A fix for date handling in the JSON-LD parser which was inspired by our work on serving developer friendly hierarchic JSON-LD and RDF/XML from the query API.
A bug report regarding incorrect HTML serialisation that Chris found whilst working on the procedure prototype. This resulted in the maintainers identifying and fixing a deeply hidden indexing optimisation bug in the library.
Based on the code we’ve contributed, our query API now supports GraphML output for all queries. Here’s Jianhan’s query giving the Parliamentary questions answered by Lucy Frazer MP in a format that can be visualised by software like Gephi.
Dan’s been working a fair bit with David, Lew, and Noel on all things data integration-y. They’ve been trying to improve the pipeline of work coming in and the quality of requests the pipes contain. They’ve also been trying to keep the endless email chains to a minimum and working out where we go next with our infrastructure.
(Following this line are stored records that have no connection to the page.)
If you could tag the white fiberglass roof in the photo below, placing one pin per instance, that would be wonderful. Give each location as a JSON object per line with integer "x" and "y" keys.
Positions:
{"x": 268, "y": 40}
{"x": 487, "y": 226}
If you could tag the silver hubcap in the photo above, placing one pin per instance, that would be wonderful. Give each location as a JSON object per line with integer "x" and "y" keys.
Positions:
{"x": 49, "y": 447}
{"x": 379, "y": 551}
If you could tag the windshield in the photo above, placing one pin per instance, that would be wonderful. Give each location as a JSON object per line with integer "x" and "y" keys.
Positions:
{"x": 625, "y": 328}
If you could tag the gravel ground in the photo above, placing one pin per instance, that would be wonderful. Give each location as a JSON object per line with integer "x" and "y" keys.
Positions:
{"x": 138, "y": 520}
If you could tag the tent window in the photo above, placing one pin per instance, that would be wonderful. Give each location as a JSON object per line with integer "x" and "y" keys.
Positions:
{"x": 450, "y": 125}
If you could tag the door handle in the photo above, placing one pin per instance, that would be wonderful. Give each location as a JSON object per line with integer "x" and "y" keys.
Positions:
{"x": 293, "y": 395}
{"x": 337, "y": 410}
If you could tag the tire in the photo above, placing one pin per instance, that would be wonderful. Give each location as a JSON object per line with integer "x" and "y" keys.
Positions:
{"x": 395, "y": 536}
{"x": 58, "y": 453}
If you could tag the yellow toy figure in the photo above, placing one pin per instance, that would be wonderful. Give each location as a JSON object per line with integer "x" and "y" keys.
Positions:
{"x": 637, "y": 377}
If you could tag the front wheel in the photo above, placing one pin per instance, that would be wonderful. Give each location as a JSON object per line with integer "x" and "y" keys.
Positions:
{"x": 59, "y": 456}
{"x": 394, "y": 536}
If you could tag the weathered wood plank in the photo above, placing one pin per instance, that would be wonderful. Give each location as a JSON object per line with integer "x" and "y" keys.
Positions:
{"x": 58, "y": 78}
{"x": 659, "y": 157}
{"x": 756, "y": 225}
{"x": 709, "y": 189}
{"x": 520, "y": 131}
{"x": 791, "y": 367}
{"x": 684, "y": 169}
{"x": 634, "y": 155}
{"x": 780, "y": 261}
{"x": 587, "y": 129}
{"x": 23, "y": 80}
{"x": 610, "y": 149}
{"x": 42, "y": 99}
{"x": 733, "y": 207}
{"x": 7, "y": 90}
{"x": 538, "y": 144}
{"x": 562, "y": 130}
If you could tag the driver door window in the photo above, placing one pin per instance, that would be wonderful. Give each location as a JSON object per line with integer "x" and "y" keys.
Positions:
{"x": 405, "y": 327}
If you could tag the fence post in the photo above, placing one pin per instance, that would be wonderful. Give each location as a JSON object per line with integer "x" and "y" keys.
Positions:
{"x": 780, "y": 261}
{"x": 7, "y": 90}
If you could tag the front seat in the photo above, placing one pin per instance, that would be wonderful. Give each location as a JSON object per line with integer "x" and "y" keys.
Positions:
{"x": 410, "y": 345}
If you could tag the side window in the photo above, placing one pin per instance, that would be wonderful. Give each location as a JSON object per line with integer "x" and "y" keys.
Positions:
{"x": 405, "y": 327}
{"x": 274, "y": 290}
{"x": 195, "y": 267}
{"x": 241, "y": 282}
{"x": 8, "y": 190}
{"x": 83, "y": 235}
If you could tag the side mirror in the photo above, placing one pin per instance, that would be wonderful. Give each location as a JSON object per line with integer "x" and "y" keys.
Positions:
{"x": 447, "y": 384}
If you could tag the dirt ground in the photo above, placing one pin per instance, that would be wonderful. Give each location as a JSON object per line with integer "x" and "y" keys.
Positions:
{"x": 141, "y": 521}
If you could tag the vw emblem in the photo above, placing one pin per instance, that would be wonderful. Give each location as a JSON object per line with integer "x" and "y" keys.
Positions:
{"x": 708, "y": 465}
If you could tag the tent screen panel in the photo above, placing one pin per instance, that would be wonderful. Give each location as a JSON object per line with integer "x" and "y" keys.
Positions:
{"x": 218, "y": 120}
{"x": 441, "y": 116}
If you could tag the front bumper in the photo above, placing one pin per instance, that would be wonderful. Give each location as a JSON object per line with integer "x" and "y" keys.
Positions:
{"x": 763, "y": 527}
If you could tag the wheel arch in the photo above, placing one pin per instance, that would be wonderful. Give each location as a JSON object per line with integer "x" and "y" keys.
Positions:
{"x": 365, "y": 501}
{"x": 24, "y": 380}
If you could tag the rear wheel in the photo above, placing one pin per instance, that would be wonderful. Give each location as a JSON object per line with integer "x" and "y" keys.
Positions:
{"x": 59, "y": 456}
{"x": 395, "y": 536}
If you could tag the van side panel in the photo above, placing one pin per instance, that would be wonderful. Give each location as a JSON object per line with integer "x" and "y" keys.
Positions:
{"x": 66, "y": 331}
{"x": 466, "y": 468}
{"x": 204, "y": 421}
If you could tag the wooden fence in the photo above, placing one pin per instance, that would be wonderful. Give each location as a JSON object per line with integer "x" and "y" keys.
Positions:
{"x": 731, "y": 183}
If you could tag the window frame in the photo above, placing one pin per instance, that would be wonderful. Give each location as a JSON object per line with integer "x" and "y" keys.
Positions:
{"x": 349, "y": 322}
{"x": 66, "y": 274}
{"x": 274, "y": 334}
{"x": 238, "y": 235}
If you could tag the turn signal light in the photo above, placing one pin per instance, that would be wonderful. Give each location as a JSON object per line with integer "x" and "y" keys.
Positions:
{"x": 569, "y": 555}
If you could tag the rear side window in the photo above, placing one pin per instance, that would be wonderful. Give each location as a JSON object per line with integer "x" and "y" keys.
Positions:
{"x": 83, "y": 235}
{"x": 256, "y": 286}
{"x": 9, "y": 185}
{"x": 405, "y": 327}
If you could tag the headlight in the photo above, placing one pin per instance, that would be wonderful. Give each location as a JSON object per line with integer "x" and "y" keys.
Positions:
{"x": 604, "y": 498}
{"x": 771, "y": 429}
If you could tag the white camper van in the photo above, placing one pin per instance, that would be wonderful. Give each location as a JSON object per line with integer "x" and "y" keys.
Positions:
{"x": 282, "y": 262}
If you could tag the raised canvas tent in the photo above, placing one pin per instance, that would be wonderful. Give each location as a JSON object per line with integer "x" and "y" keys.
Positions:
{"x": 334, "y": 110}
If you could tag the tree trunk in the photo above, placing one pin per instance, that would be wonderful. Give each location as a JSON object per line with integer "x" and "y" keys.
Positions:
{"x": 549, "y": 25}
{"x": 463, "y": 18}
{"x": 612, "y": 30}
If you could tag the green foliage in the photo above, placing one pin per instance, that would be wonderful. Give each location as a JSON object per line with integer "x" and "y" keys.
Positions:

David went off to the Biztalk 360 Integrate 2018 conference and returned with an assortment of Biztalk stickers. Which at least makes a pleasant change from Users First and Being Bold.
Dan also got a new gig. As of Friday he is now both Head of Data and Search and Service Owner – Interaction Management. I have no idea what interaction management might be, but it sounds super. Well done Dan.
No strolls were reported this week. Though Anya, Silver and Michael did walk to the end of Brighton pier. Well, as far as the dodgems anyway. Anya and Michael played air hockey. Anya whipped Michael’s ass.
The Structural Properties of Online Social Networks and their Application Areas
Liz liked this paper on Workflow of statistical data analysis [PDF]. She liked the description of creative (undocumented) and permanent (documented). “Anything that we give to other people (collaborators, journals,…) must come entirely from permanent”.